ISSN ONLINE(2320-9801) PRINT (2320-9798)

All submissions of the EM system will be redirected to Online Manuscript Submission System. Authors are requested to submit articles directly to Online Manuscript Submission System of respective journal.

Automated Anaphora Resolution

Kalyani Kamune, Avinash Agrawal
Department Of Computer Science, Ramdeobaba college of engineering and management, Nagpur, India
Related article at Pubmed, Scholar Google

Visit for more related articles at International Journal of Innovative Research in Computer and Communication Engineering

Abstract

Anaphora resolution has proven to be a very difficult problem of natural language processing, and it is useful in discourse analysis, language understanding and processing, information exaction, machine translation and many more. This paper represents an algorithm that instead of using a monolithic architecture for resolving anaphora, use the combination of constraint-based and preferences-based architectures, each uses a different source of knowledge, and proves effective on theoretical and computational basis. An algorithm identifies both inter-sentential and intrasentential antecedents of “Third person pronoun anaphors”, “Pleonastic it”, and “Lexical noun phrase anaphora”. The algorithm use Charniak parser (parser05Aug16) as an associated tool, and it relays on the output generated by it. Salience measures derived from parse tree, in order to find out accurate antecedents from the list of potential antecedents.

Keywords

Anaphora, Anaphora resolution, antecedent, discourse, Pronominal Resolution

INTRODUCTION

Interpreting anaphoric expressions is one of the most fundamental aspects of language interpretation.
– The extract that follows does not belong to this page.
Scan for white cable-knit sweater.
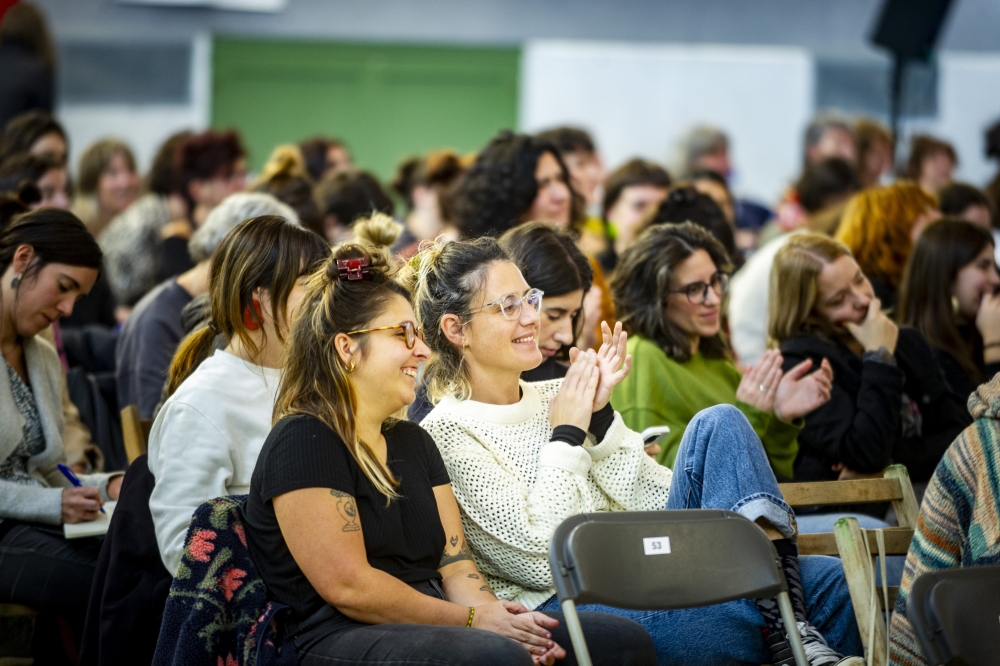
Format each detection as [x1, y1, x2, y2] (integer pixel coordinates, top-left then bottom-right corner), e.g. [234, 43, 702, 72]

The study of anaphora and anaphora has brought about many fundamental developments in theoretical linguistics and computational linguistics and has important practical applications in work on information extraction, summarization, and entity disambiguation. Anaphora resolution is a complicated problem in Natural Language Processing and has attracted the attention of many researchers. Anaphora describes the language phenomenon of referring to a previously mentioned entity (also called object or event); anaphora resolution is the process of finding that previous item. Consider the following clarifying example from a British World War II anti-raid leaflet:
“If an incendiary bomb drops next to you, don‟t lose your head. Put it in any bucket and cover it with some sand.” If this raised eyebrows - don‟t worry - it is meant to. Indeed “it” could stand for (or refer to) either of the two objects mentioned before it, “bomb” and “head”. The authors meant the former, but the rules of language have a tendency to bias readers to picking the latter. But then “head‟s” are not the usual things one puts in buckets and covers with sand. What anaphora resolution, when done correctly, enables us and systems to do, is to merge the previous information about an entity with the new information we encounter. So think of anaphora as the intricate balance between conciseness of communication and the ability of humans to understand each other. [1]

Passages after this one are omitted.